Our Hours are 9:00am-5:00pm Monday - Friday & 9:00am - 1:00pm on Saturday. We are closed on Sundays and Holidays.


----------



## Karin (Jan 4, 2008)

*Re: Louden, TN Animal Shelter - Adult Female - Molly*

What a little cutie! She looks like my Heidi's twin! I hope she will find a home with someone who will take good care of her.


----------



## ShepherdMania (Jun 17, 2008)

*Re: Louden, TN Animal Shelter - Adult Female - Molly*

Up to the top cutie!


----------



## Jazy's mom (Jan 5, 2004)

*Re: Louden, TN Animal Shelter - Adult Female - Molly*

Molly was actually adopted on Friday and then returned on Saturday, because she went after the new owner's other dog who was much smaller and she didn't feel comfortable keeping her. I actually spoke to the lady that had adopted her and I got the impression that she did not properly introduce the two dogs or give her enough time to settle into her new home (less than one day).

She did say that Molly is great in the house and will go to the door to let you know she needs to go outside.


----------



## Jazy's mom (Jan 5, 2004)

*Re: Louden, TN Animal Shelter - Adult Female - Molly*

Molly probably only has until this Saturday. 

I can pull and temp foster for a reputable rescue.

I also have a list of necessary information needed from a rescue in order to pull from this shelter. There is no adoption fee and she already spayed and UTD on her shots.


----------



## ShepherdMania (Jun 17, 2008)

*Re: Louden, TN Animal Shelter - Adult Female - Molly*

jazy's mom - please send me a PM. I tried to send you one but you are at your limit.


----------



## ncgsdmom (Jun 24, 2008)

*Re: Louden, TN Animal Shelter - Adult Female - Molly*

Bump for Molly.


----------



## ncgsdmom (Jun 24, 2008)

*Re: Louden, TN Animal Shelter - Adult Female - Molly*

Bumping Molly again...look at that face....


----------



## Jazy's mom (Jan 5, 2004)

*Re: Louden, TN Animal Shelter - Adult Female - Molly*

I had a local gentleman call me last week looking for a female GSD. I told him about Molly and after he looked her up on the shelter website he called me back very excited. He plans on going down to the shelter on Friday and filling out the paperwork to adopt her. I will be following up with him and the shelter to make sure that she is actually adopted and if not then I will pull her this weekend and temp foster her.

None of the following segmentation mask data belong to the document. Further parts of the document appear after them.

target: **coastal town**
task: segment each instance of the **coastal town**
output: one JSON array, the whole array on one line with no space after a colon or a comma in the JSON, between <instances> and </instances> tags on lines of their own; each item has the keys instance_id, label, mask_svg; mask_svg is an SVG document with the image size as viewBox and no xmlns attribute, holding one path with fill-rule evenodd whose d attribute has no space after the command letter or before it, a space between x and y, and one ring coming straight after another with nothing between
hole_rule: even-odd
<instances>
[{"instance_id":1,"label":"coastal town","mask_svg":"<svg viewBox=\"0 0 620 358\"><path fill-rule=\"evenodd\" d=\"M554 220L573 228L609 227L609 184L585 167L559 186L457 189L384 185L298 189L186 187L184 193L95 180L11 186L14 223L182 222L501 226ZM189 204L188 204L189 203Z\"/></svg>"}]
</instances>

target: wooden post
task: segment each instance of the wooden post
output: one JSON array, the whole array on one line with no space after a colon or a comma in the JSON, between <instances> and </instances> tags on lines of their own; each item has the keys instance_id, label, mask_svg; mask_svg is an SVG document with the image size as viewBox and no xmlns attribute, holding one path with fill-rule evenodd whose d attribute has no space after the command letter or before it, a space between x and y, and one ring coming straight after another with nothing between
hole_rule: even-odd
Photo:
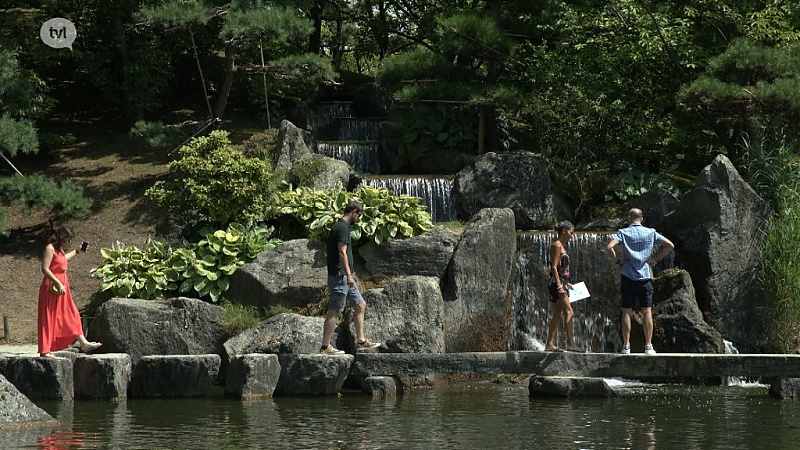
<instances>
[{"instance_id":1,"label":"wooden post","mask_svg":"<svg viewBox=\"0 0 800 450\"><path fill-rule=\"evenodd\" d=\"M483 117L483 105L478 106L478 154L483 154L483 136L486 120Z\"/></svg>"},{"instance_id":2,"label":"wooden post","mask_svg":"<svg viewBox=\"0 0 800 450\"><path fill-rule=\"evenodd\" d=\"M3 316L3 337L6 342L11 342L11 327L8 326L8 316Z\"/></svg>"}]
</instances>

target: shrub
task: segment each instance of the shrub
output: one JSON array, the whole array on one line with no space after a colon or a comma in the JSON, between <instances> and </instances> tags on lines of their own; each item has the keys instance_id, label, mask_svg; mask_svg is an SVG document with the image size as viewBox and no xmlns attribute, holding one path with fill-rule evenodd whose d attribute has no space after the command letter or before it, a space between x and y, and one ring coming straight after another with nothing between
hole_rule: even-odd
<instances>
[{"instance_id":1,"label":"shrub","mask_svg":"<svg viewBox=\"0 0 800 450\"><path fill-rule=\"evenodd\" d=\"M225 131L181 147L179 159L169 164L169 177L145 196L173 217L208 220L219 227L258 222L278 180L269 162L232 149Z\"/></svg>"},{"instance_id":2,"label":"shrub","mask_svg":"<svg viewBox=\"0 0 800 450\"><path fill-rule=\"evenodd\" d=\"M21 205L26 213L33 209L51 210L59 219L78 219L89 215L92 199L70 180L61 184L44 175L0 178L0 195L6 204Z\"/></svg>"}]
</instances>

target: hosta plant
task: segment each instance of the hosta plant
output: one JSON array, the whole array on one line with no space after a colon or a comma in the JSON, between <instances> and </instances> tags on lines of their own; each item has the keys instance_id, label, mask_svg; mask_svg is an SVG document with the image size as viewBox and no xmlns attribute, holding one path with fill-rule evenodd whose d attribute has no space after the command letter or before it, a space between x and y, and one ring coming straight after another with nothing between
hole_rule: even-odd
<instances>
[{"instance_id":1,"label":"hosta plant","mask_svg":"<svg viewBox=\"0 0 800 450\"><path fill-rule=\"evenodd\" d=\"M217 302L230 287L230 275L258 253L280 243L268 228L207 228L197 242L165 244L149 239L144 249L117 243L100 250L103 261L90 273L100 290L117 297L163 299L175 294Z\"/></svg>"},{"instance_id":2,"label":"hosta plant","mask_svg":"<svg viewBox=\"0 0 800 450\"><path fill-rule=\"evenodd\" d=\"M352 193L344 189L289 189L275 196L272 215L292 216L303 224L310 238L324 240L351 200L364 206L361 220L351 231L353 240L363 236L380 244L389 238L411 237L433 229L431 215L419 197L365 185Z\"/></svg>"}]
</instances>

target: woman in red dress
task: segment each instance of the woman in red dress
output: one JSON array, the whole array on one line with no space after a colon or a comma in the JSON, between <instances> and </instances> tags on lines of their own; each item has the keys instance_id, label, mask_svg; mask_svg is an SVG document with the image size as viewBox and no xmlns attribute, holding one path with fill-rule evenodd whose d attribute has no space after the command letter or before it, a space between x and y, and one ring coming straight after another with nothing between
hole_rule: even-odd
<instances>
[{"instance_id":1,"label":"woman in red dress","mask_svg":"<svg viewBox=\"0 0 800 450\"><path fill-rule=\"evenodd\" d=\"M67 261L80 253L80 248L65 252L75 232L63 225L50 236L42 258L42 285L39 286L39 356L54 358L51 352L64 350L78 341L81 351L100 347L99 342L89 342L83 335L81 316L67 279Z\"/></svg>"}]
</instances>

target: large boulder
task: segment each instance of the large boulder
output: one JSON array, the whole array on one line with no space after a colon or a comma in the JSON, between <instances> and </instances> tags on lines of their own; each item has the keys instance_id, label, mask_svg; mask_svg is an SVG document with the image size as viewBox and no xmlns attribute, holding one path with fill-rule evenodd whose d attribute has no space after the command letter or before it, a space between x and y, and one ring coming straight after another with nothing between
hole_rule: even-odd
<instances>
[{"instance_id":1,"label":"large boulder","mask_svg":"<svg viewBox=\"0 0 800 450\"><path fill-rule=\"evenodd\" d=\"M389 239L381 245L370 241L358 249L372 275L389 277L422 275L444 278L458 243L445 227L408 239Z\"/></svg>"},{"instance_id":2,"label":"large boulder","mask_svg":"<svg viewBox=\"0 0 800 450\"><path fill-rule=\"evenodd\" d=\"M725 353L722 335L703 320L685 270L664 272L653 283L653 347L663 353ZM631 349L644 351L638 324Z\"/></svg>"},{"instance_id":3,"label":"large boulder","mask_svg":"<svg viewBox=\"0 0 800 450\"><path fill-rule=\"evenodd\" d=\"M273 161L275 169L288 172L295 161L311 156L314 137L308 131L297 128L292 122L283 120L278 130L277 147L278 151Z\"/></svg>"},{"instance_id":4,"label":"large boulder","mask_svg":"<svg viewBox=\"0 0 800 450\"><path fill-rule=\"evenodd\" d=\"M309 239L286 241L236 269L228 295L261 307L306 306L325 295L328 265L325 244Z\"/></svg>"},{"instance_id":5,"label":"large boulder","mask_svg":"<svg viewBox=\"0 0 800 450\"><path fill-rule=\"evenodd\" d=\"M365 333L370 340L382 343L380 351L444 352L444 300L438 278L401 278L385 288L370 289L363 296L367 303ZM349 324L350 336L355 339L352 320Z\"/></svg>"},{"instance_id":6,"label":"large boulder","mask_svg":"<svg viewBox=\"0 0 800 450\"><path fill-rule=\"evenodd\" d=\"M350 166L346 161L314 154L296 161L294 167L303 166L316 167L318 170L314 169L314 176L310 181L297 178L293 171L290 172L288 181L293 185L322 190L347 187L350 181Z\"/></svg>"},{"instance_id":7,"label":"large boulder","mask_svg":"<svg viewBox=\"0 0 800 450\"><path fill-rule=\"evenodd\" d=\"M644 225L659 229L664 216L678 207L680 201L674 195L662 189L653 189L629 200L627 206L639 208L644 215Z\"/></svg>"},{"instance_id":8,"label":"large boulder","mask_svg":"<svg viewBox=\"0 0 800 450\"><path fill-rule=\"evenodd\" d=\"M551 229L556 213L544 157L530 152L486 153L458 172L455 202L459 217L483 208L510 208L519 229Z\"/></svg>"},{"instance_id":9,"label":"large boulder","mask_svg":"<svg viewBox=\"0 0 800 450\"><path fill-rule=\"evenodd\" d=\"M227 360L250 353L317 353L324 322L321 317L277 314L225 342ZM334 329L331 342L338 344L340 334L338 328Z\"/></svg>"},{"instance_id":10,"label":"large boulder","mask_svg":"<svg viewBox=\"0 0 800 450\"><path fill-rule=\"evenodd\" d=\"M14 428L56 425L58 425L56 419L28 400L28 397L0 375L0 432ZM6 445L9 444L10 442L6 441Z\"/></svg>"},{"instance_id":11,"label":"large boulder","mask_svg":"<svg viewBox=\"0 0 800 450\"><path fill-rule=\"evenodd\" d=\"M225 312L210 303L178 297L165 301L113 298L92 320L96 352L127 353L136 364L146 355L222 352Z\"/></svg>"},{"instance_id":12,"label":"large boulder","mask_svg":"<svg viewBox=\"0 0 800 450\"><path fill-rule=\"evenodd\" d=\"M483 209L467 224L445 288L447 352L507 350L516 252L510 209Z\"/></svg>"},{"instance_id":13,"label":"large boulder","mask_svg":"<svg viewBox=\"0 0 800 450\"><path fill-rule=\"evenodd\" d=\"M759 256L769 215L767 202L720 155L662 222L706 322L748 353L763 348Z\"/></svg>"}]
</instances>

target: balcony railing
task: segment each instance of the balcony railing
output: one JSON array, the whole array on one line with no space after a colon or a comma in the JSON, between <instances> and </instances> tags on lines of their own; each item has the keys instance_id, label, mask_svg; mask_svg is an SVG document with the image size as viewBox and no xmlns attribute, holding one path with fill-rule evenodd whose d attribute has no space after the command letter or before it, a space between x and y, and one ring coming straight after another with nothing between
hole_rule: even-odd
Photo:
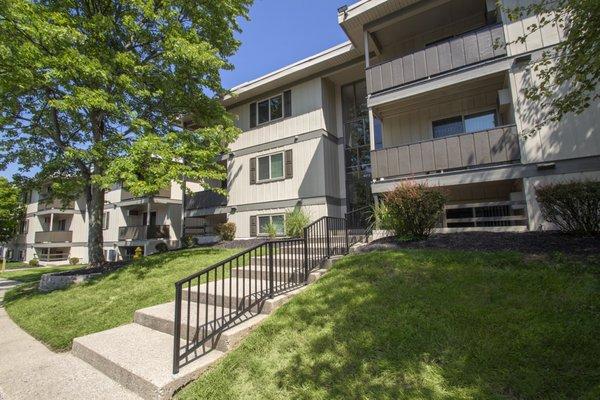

Her potential new owner was a handler in the military and has a lot of experience with GSDs. He and his soon to be new wife just bought a home with 5 acres and can't wait to share it with their new furkid.


----------



## ShepherdMania (Jun 17, 2008)

*Re: Louden, TN Animal Shelter - Adult Female - Molly*

That is great news. Keep us posted.


----------



## pamela berger (Jun 19, 2008)

*Re: Louden, TN Animal Shelter - Adult Female - Molly*

Any news? Listing removed so assuming this man adopted her.


----------